В машинах я сроду не разбиралась, так что как определить это чудо доисторического отечественного автопрома, затруднилась — микроавтобус не микроавтобус, грузовичок не грузовичок, но однозначно — внедорожник. Несуразное лупоглазое нечто цвета хаки. Слышала как-то, дурацкое такое название у них еще — “таблетки”, что ли? А потом машина остановилась, и из нее, как горох из стручка, посыпались пассажиры.
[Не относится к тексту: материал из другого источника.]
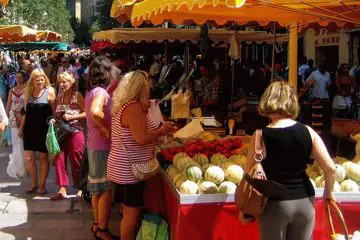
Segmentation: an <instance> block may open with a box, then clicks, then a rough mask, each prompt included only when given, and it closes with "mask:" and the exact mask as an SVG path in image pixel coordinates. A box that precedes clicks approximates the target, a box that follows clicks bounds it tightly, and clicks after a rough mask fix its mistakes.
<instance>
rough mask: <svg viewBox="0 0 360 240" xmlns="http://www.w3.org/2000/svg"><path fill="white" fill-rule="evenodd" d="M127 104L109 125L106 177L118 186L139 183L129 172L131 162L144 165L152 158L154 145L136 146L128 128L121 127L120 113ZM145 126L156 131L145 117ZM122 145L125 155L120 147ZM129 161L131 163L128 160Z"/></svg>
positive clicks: (112, 119)
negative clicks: (145, 162)
mask: <svg viewBox="0 0 360 240" xmlns="http://www.w3.org/2000/svg"><path fill="white" fill-rule="evenodd" d="M133 103H136V102H135V101H131V102H128V103H127V104H125V105H124V106H123V107H122V108H121V110H120V111H119V112H118V114H117V115H116V117H114V118H113V119H112V123H111V150H110V154H109V158H108V166H107V176H108V179H109V180H110V181H111V182H115V183H118V184H134V183H137V182H139V181H140V180H139V179H137V178H136V177H135V176H134V175H133V173H132V170H131V161H132V162H134V163H144V162H146V161H149V160H151V159H152V158H153V157H154V144H153V143H149V144H145V145H140V144H138V143H137V142H136V141H135V139H134V137H133V136H132V134H131V131H130V129H129V128H128V127H124V126H123V125H121V118H122V113H123V111H124V109H125V108H126V107H128V106H129V105H130V104H133ZM146 126H147V129H148V130H154V129H156V125H155V124H154V123H153V122H152V121H151V120H150V118H149V117H148V116H146ZM121 142H122V143H123V144H124V146H125V149H126V152H127V155H126V153H125V152H124V150H123V147H122V146H121ZM129 158H130V159H131V161H130V160H129Z"/></svg>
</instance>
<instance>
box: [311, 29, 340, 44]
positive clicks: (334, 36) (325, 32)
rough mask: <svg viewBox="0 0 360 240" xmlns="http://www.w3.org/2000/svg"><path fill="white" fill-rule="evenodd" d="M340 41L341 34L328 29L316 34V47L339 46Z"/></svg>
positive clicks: (315, 43) (316, 33)
mask: <svg viewBox="0 0 360 240" xmlns="http://www.w3.org/2000/svg"><path fill="white" fill-rule="evenodd" d="M339 41H340V33H339V32H329V31H328V30H327V29H321V31H320V32H316V33H315V46H316V47H324V46H334V45H339Z"/></svg>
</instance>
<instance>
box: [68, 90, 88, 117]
mask: <svg viewBox="0 0 360 240" xmlns="http://www.w3.org/2000/svg"><path fill="white" fill-rule="evenodd" d="M76 94H77V104H78V105H79V107H80V109H81V111H82V112H81V113H80V114H79V115H70V114H64V115H63V118H64V120H65V121H74V120H83V119H85V118H86V112H85V100H84V97H83V96H82V95H81V93H76Z"/></svg>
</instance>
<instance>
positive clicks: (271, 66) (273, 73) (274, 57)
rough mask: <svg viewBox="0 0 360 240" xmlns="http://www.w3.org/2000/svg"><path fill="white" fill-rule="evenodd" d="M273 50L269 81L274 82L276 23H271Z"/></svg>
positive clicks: (272, 49) (274, 70)
mask: <svg viewBox="0 0 360 240" xmlns="http://www.w3.org/2000/svg"><path fill="white" fill-rule="evenodd" d="M273 34H274V39H273V49H272V58H271V81H270V82H273V81H274V73H275V44H276V22H273Z"/></svg>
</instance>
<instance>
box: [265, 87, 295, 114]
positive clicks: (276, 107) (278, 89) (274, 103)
mask: <svg viewBox="0 0 360 240" xmlns="http://www.w3.org/2000/svg"><path fill="white" fill-rule="evenodd" d="M258 111H259V113H260V114H261V115H263V116H265V117H270V115H278V116H283V117H289V118H293V119H295V118H296V117H297V116H298V113H299V104H298V98H297V95H296V93H295V91H294V89H293V87H292V86H291V85H290V84H289V83H287V82H284V81H277V82H273V83H272V84H270V86H269V87H268V88H267V89H266V90H265V93H264V94H263V95H262V97H261V99H260V104H259V109H258Z"/></svg>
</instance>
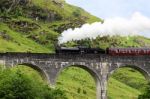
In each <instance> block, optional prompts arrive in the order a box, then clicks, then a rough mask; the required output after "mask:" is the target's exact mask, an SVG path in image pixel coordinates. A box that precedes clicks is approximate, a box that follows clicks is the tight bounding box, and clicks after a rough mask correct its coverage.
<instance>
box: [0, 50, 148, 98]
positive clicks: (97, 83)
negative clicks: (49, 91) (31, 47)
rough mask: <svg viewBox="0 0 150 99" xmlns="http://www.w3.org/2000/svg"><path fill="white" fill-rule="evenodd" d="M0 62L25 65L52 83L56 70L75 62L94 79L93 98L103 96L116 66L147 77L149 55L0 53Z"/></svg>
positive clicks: (79, 66) (75, 64)
mask: <svg viewBox="0 0 150 99" xmlns="http://www.w3.org/2000/svg"><path fill="white" fill-rule="evenodd" d="M0 64H2V65H4V66H5V67H6V68H10V67H14V66H16V65H21V64H23V65H27V66H30V67H32V68H33V69H35V70H37V71H38V72H40V73H41V74H42V77H44V79H46V80H47V81H48V82H49V83H50V84H51V85H53V86H54V85H55V83H56V79H57V77H58V75H59V73H60V72H61V71H62V70H63V69H65V68H67V67H69V66H76V67H79V68H82V69H84V70H86V71H88V72H89V73H90V74H91V75H92V77H93V78H94V80H95V82H96V89H97V99H107V81H108V78H109V76H110V75H111V74H112V73H113V72H114V71H115V70H116V69H118V68H121V67H125V66H128V67H131V68H134V69H137V70H139V71H140V72H141V73H142V74H143V75H144V76H145V78H146V79H149V78H150V56H148V55H145V56H110V55H104V54H103V55H101V54H82V55H81V54H48V53H0Z"/></svg>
Один, два, три…
Павел Петрович оказался высоким крупным мужчиной лет пятидесяти на вид, моложавым, с седыми висками, очень прямой спиной и резкими движениями. Кроме него, в машине оказались: женщина примерно того же возраста, которой он галантно подал руку; мальчик-подросток; маленькая девочка и хмурый темноволосый парень лет 20-25. Кстати, на водительском месте сидел именно он. Последней из дверцы высунулась скрюченная старушка, которую мужчина и парень, подхватив под руки с двух сторон, извлекли совместными усилиями.
Чтоб их всех! И как я буду водить за ручку всю эту толпу? А если они начнут разбегаться в разные стороны?!
— Решили смотреть сразу всей семьей, — пояснил уже очевидное Павел Петрович.
Наверное, самым благоразумным сейчас было бы сказать, что я передумала продавать дом, вот прямо только что и передумала, так что смотреть там нечего, извините за беспокойство.
Но… я понимала, что следующий покупатель может появиться очень и очень нескоро. А что если это мой единственный шанс избавиться от проклятого дома, да еще и прямо сейчас? Кроме того — кто сказал, что следующий покупатель, если он однажды и случится, приедет один?
— Ну ничего так на вид, — одобрила женщина, оглядывая дом, — мрачновато, конечно. Фасад бы перекрасить…
В душе у меня всколыхнулся протест: что значит — перекрасить! Он не мрачный, он атмосферный!
Ой, что за ерунду я думаю… да пусть хоть по камешку переберут, лишь бы купили.
Вслух я ни того, ни другого говорить, разумеется, не стала.
— Хибара ведьмина, — неприятным голосом проскрежетала старуха. Вот карга! На себя бы посмотрела. Натурально старая ведьма.
Я натянуто улыбнулась.
— Внутри там все современное и добротное, вы не переживайте. Даже мебель и техника есть, хоть и не во всех комнатах. Все, что есть в доме, там остается.